MONDAY MORNING MEDIA XVII

   The New York Times is getting curiouser and curiouser. Not only is the sports section absorbed with soccer and sexual harassment scandals near and far, now the news department seems short on news, especially spot news.

   The result: the Memorial Day edition, print and digital, contained nothing about the violent rioting in Jerusalem on Sunday.  Flag-wrapped Israeli nationalists provoked clashes with Palestinians by celebrating Jerusalem Day – the anniversary on the Hebrew calendar of Israel’s 1967 capture of the entire city – by marching through the Muslim quarter of the Old City, hurling stones and fighting as they went. One large group of Orthodox Jews chanted “Death to Arabs” as they entered the Old City. Scores were injured on both sides and tensions remained high as night fell.
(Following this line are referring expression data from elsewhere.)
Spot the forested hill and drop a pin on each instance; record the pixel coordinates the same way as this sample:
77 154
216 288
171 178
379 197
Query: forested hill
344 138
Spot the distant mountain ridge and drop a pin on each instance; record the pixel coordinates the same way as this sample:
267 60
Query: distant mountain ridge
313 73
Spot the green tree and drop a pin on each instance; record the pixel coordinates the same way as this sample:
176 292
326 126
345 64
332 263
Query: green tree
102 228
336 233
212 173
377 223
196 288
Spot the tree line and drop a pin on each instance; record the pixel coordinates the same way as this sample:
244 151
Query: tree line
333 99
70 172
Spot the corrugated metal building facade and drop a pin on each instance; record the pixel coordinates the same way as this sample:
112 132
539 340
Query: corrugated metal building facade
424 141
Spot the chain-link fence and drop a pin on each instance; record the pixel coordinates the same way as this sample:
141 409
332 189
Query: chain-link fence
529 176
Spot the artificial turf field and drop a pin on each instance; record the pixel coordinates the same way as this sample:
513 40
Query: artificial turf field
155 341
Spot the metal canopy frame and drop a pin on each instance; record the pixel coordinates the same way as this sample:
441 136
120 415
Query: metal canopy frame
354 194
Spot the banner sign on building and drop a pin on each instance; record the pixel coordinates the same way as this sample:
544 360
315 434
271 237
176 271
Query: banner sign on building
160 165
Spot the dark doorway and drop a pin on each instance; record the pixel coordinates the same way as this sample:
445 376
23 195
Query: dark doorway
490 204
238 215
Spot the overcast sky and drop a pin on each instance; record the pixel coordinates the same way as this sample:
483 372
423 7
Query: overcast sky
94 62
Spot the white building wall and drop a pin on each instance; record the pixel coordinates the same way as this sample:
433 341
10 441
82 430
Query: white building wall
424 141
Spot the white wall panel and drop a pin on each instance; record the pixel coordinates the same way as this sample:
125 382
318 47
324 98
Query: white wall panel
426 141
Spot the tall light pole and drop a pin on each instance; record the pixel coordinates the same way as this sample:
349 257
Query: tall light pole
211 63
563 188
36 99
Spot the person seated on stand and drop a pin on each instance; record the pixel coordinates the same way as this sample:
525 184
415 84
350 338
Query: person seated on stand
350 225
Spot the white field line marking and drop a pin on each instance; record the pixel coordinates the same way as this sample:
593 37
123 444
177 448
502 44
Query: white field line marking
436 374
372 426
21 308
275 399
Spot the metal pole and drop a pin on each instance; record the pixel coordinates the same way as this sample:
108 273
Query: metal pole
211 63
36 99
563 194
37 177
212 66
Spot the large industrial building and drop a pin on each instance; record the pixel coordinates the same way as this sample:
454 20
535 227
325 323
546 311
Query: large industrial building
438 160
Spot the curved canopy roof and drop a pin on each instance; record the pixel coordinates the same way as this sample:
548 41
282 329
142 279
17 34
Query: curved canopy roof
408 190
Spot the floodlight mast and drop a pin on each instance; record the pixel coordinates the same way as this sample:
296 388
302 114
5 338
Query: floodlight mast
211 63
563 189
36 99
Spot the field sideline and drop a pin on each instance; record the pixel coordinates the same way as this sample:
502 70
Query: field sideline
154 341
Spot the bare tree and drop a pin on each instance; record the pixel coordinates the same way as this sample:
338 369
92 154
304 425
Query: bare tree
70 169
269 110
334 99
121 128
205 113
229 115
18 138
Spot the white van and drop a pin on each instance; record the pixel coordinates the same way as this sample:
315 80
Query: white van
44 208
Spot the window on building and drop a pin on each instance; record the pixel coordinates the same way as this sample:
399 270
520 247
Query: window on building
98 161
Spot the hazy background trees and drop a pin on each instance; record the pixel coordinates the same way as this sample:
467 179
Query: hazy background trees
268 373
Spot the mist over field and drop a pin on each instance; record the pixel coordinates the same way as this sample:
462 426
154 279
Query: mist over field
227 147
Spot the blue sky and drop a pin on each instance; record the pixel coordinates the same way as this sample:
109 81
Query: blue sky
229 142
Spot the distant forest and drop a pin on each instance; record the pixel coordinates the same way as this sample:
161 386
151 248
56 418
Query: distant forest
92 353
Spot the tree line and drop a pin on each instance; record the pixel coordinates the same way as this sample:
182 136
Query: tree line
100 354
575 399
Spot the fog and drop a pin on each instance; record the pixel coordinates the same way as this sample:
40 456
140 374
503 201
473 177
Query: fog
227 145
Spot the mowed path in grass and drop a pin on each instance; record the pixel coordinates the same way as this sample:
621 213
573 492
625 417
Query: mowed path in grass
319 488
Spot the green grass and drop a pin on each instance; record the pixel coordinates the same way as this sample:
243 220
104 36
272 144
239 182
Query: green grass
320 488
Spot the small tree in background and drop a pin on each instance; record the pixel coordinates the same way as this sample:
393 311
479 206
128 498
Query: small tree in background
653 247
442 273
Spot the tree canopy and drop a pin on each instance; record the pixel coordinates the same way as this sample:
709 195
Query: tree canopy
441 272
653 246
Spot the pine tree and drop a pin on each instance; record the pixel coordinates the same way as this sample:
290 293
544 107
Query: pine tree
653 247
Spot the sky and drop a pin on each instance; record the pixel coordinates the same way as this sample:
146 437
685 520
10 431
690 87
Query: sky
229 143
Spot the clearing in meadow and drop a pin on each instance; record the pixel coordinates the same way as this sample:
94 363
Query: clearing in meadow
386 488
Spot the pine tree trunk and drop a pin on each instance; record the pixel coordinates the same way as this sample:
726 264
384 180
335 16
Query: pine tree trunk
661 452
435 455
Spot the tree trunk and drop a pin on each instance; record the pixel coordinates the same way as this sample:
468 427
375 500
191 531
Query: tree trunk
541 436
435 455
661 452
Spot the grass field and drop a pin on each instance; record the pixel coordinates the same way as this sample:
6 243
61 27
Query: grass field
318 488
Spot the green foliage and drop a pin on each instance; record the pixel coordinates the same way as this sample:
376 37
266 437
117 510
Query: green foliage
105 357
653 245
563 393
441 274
   Nothing new in Arabs and Jews fighting in Jerusalem, you might say. True, but a year ago the Jerusalem Day clashes provoked an 11-day mini-war in Gaza and tension has been rising throughout the West Bank in recent weeks. At least 19 Israelis have been killed; over 35 Palestinians have died during recent Israeli military operations in the occupied West Bank. 

   Surely Jerusalem Day violence merited some space in today’s paper. Given the current tension, there should have been a staff-written account from Jerusalem in print and online. But, of course, it was a three-day holiday weekend; maybe the senior editors who can recognize Jerusalem and the West Bank on a map were in The Hamptons for the weekend. 

MONDAY MORNING MEDIA XVI

   A curiosity: twice recently The New York Times has devoted copious space to two huge, sprawling take-outs or investigative pieces on two subjects that their regular readers already know or couldn’t care less about: 

  1. A remarkable book-length analysis in three articles over two days into the racist and deeply reactionary views of Tucker Carlson. 
  2. A page-one opus yesterday entitled: “The Secrets Ed Koch Carried,” with the subhead: “Friends Open Up About the Private Strain of the Former Mayor’s Life as a Gay Man.”

   Excuse me, but Tucker Carlson is a widely-known manipulator of hapless Fox viewers and Trump supporters who can’t seem to separate fact from fiction or don’t try; while the vast majority of New York Times readers have long regarded the late Mayor Koch as gay. The man died in 2013, an era when a politician’s sexual orientation was a bigger issue than today.

   Both projects were deeply researched and smoothly written, but what, exactly, is new here? OK, I didn’t realize how relentless Carlson has been in pushing his twisted ideas on his popular Fox broadcast, Tucker Carlson Tonight. Point taken. Seems some three million feckless souls tune in most nights and actually believe his nonsense. But multiple full pages of copy when Ukraine, Supreme Court leaks and a teetering economy are competing for our attention?

   Ed Kock was gay? Hello? That’s news? The multi-page article did support its subhead, by detailing the toll his homosexuality had taken on the former Mayor back in the day when this was a problem for elected officials. Truly sad. But news? Relevant to exactly what? 

   Taken together, the two projects suggest that an executive decision has been taken at The Grey Lady to commit staff and resources and space to the kind of deep background pieces long featured in The New Yorker and Atlantic magazines. 

   It’s the subjects that are curious.